Aparelho de abreugrafia conservado pelo Instituto Clemente Ferreira, da Secretaria de Estado da Saúde de São Paulo 

 

O momento da descoberta
Ao assumir a chefia do Serviço de Radiologia do Hospital Jesus, também no Rio de Janeiro, Manoel de Abreu encontrou um grande número de casos de tuberculose em crianças, o que o motivou a tentar criar a fluorografia pela terceira vez. Finalmente, em 1936, o médico venceu o desafio e conseguiu obter as primeiras fluorografias nítidas, alcançando o objetivo de chegar ao diagnóstico radiológico rápido e barato. O próximo passo foi sistematizar o novo método, divulgá-lo e começar a utilização em massa.

O primeiro aparelho foi construído pela Casa Lohner e instalado no Rio de Janeiro, no Serviço de Cadastro Torácico, em 1937. Em um mês, 758 pessoas foram examinadas. Todas aparentavam estar em boas condições de saúde, porém, 44 delas apresentaram lesões pulmonares, que foram diagnosticadas pela fluorografia. Ao se comprovar sua utilidade e importância, a nova técnica passou a ser adotada massivamente em outros Estados do Brasil e também na Europa e América do Sul, até que, décadas depois, outros métodos de radiologia surgissem e o substituíssem, já que seu nível de radiação era alto.
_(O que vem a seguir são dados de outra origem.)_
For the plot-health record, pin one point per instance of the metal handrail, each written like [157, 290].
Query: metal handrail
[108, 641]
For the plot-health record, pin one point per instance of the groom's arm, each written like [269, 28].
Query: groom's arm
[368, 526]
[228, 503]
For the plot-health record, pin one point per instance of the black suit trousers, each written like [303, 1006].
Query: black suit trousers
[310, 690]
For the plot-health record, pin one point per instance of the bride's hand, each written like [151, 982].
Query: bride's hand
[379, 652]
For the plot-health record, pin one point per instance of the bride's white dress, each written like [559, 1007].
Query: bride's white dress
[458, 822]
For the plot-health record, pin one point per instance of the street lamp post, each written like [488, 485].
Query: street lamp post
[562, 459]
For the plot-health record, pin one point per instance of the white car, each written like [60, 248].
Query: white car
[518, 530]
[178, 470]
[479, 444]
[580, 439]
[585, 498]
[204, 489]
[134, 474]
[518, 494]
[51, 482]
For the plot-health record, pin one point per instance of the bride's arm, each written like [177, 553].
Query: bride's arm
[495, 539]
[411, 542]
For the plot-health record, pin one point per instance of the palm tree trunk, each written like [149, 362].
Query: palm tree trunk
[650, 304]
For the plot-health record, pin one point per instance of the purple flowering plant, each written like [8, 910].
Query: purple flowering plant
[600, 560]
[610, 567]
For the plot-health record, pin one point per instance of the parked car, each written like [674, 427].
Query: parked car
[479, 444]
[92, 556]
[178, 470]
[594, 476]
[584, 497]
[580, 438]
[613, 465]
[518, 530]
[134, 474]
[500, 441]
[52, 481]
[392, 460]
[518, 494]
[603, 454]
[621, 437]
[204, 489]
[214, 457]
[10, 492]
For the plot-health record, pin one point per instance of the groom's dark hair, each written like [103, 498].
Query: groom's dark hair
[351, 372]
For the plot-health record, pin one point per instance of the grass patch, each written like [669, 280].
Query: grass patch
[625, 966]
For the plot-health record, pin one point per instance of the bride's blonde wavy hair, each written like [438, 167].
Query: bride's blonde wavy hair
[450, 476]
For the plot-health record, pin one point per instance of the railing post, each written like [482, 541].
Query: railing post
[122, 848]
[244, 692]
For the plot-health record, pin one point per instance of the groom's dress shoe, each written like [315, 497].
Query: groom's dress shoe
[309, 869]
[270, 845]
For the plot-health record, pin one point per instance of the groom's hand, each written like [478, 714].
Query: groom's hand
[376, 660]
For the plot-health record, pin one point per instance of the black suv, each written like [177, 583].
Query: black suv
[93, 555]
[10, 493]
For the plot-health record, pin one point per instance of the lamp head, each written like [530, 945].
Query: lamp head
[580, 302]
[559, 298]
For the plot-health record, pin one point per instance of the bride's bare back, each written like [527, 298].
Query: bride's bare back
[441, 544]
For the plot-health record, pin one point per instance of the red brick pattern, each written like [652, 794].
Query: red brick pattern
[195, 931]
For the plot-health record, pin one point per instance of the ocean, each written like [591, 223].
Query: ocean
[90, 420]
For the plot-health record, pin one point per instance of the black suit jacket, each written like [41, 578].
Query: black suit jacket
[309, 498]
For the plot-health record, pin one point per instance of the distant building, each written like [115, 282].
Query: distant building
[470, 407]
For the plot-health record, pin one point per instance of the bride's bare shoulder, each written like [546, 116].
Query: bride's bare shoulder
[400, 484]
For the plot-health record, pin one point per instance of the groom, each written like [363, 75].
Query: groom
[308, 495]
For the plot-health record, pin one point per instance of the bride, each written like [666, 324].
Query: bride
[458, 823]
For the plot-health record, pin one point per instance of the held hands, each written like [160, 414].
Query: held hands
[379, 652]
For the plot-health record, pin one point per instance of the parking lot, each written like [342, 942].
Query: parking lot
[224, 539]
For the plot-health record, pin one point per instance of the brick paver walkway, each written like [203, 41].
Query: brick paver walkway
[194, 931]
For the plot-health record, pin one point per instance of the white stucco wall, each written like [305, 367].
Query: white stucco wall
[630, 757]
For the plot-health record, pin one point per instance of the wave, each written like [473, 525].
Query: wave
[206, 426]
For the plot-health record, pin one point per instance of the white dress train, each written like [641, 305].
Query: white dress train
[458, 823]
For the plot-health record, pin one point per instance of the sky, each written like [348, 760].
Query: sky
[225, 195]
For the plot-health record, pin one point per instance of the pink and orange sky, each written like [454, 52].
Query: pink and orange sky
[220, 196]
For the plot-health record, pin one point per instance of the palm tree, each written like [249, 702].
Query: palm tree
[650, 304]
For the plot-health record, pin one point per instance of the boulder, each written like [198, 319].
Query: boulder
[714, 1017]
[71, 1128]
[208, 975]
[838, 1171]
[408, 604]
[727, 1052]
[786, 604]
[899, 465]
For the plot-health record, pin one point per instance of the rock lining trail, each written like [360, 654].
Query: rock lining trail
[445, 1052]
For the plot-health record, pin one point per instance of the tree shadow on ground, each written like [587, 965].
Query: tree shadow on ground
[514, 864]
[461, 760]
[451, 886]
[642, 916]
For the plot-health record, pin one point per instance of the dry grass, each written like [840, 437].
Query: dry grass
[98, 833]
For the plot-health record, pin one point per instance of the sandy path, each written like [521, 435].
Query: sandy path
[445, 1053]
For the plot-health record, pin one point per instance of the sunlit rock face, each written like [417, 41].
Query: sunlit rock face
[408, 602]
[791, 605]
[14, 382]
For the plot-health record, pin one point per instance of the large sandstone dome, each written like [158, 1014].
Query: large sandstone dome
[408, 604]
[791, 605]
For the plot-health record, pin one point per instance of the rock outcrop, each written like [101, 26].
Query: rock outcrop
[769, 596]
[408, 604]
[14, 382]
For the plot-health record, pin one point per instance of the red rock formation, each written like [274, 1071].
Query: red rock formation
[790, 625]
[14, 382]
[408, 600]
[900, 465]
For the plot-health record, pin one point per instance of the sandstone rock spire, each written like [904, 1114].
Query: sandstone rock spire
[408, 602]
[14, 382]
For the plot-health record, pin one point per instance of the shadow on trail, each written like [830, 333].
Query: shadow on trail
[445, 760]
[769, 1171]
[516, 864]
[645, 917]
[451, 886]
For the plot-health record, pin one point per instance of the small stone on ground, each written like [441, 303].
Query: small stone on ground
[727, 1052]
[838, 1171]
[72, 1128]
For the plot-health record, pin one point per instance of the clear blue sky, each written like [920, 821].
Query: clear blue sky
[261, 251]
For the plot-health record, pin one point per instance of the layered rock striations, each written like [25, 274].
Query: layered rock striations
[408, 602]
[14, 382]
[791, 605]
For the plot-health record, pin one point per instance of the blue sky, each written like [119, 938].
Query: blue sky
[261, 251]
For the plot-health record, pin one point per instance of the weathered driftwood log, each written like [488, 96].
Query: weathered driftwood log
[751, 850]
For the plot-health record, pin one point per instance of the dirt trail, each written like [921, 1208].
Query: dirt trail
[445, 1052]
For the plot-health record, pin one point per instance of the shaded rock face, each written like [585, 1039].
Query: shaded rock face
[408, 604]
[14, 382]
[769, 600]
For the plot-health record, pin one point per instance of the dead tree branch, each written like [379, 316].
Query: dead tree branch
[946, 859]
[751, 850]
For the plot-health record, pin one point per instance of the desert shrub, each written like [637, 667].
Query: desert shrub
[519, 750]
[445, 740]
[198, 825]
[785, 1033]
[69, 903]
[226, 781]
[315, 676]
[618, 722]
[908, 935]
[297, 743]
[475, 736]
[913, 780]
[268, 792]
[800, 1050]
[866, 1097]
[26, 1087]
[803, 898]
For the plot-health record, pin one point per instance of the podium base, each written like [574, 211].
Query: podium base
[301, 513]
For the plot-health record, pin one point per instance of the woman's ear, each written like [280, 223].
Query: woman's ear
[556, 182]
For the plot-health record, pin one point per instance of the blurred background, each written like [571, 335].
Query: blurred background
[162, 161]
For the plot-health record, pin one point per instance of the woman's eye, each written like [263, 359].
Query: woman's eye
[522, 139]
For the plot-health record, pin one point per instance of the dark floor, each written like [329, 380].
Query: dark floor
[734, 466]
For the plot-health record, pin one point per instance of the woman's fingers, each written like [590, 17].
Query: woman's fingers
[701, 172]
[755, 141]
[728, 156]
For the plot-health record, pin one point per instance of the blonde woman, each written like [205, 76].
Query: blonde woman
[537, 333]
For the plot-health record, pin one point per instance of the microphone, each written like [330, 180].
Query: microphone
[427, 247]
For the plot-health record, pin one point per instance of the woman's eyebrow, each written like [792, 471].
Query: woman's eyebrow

O método do médico brasileiro recebeu inúmeras denominações, chegando a ser chamado de Roentgenfotografia, nome escolhido pelo próprio Manoel de Abreu. Mas, por sugestão do médico Ary Miranda – presidente do I Congresso Nacional de Tuberculose, realizado em maio de 1939 –, o procedimento recebeu o nome de abreugrafia.

Priorizando sempre o diagnóstico precoce e a diminuição de custos, Manoel de Abreu elaborou a técnica das tomografias simultâneas, eliminando o alto custo do estudo corte a corte de uma área determinada do tórax. Dessa forma, passou a ser possível a realização de vários cortes simultâneos em apenas uma exposição.

O cientista publicou vários livros e artigos em revistas científicas. Reconhecido no Brasil e no exterior, seu trabalho rendeu-lhe inúmeras homenagens em vários países. Foi, por exemplo, cavaleiro da Legião de Honra da França e, dentre muitos prêmios, recebeu a medalha de ouro como “Médico do ano”, em 1950, do colégio Americano de Médicos do Tórax. Por cinco vezes, foi indicado para o Prêmio Nobel de Medicina. Seu método impulsionou, também, a criação da Sociedade Brasileira de Abreugrafia e a publicação da Revista Brasileira de Abreugrafia, em 1957.

Poeta
Não bastasse sua importância na Medicina, Manoel de Abreu tinha uma faceta que poucos conhecem: era poeta. O cientista escreveu os livros de poesias Substâncias, com ilustrações de Di Cavalcanti; Poemas sem Realidade, que ele mesmo ilustrou; e Meditações, com ilustrações de Portinari.

Apesar de suas pesquisas abrangerem sempre o tórax, o médico manteve o hábito de fumar durante toda a vida, o que provocou sua morte por câncer do pulmão, em 1962.

Em homenagem aos 50 anos de sua morte, a Sociedade Paulista de Radiologia (SPR) lançou, em maio de 2012, a biografia O Mestre das Sombras – Um Raio x Histórico de Manoel de Abreu. A obra, escrita pelo jornalista Oldair de Oliveira, foi idealizada pelo tesoureiro da SPR, Rubens Schwartz, e conta cerca de 150 anos de história, que vai desde o nascimento do pai de Manoel, Júlio de Antunes de Abreu, até a morte de sua esposa, Dulcie, em 1983.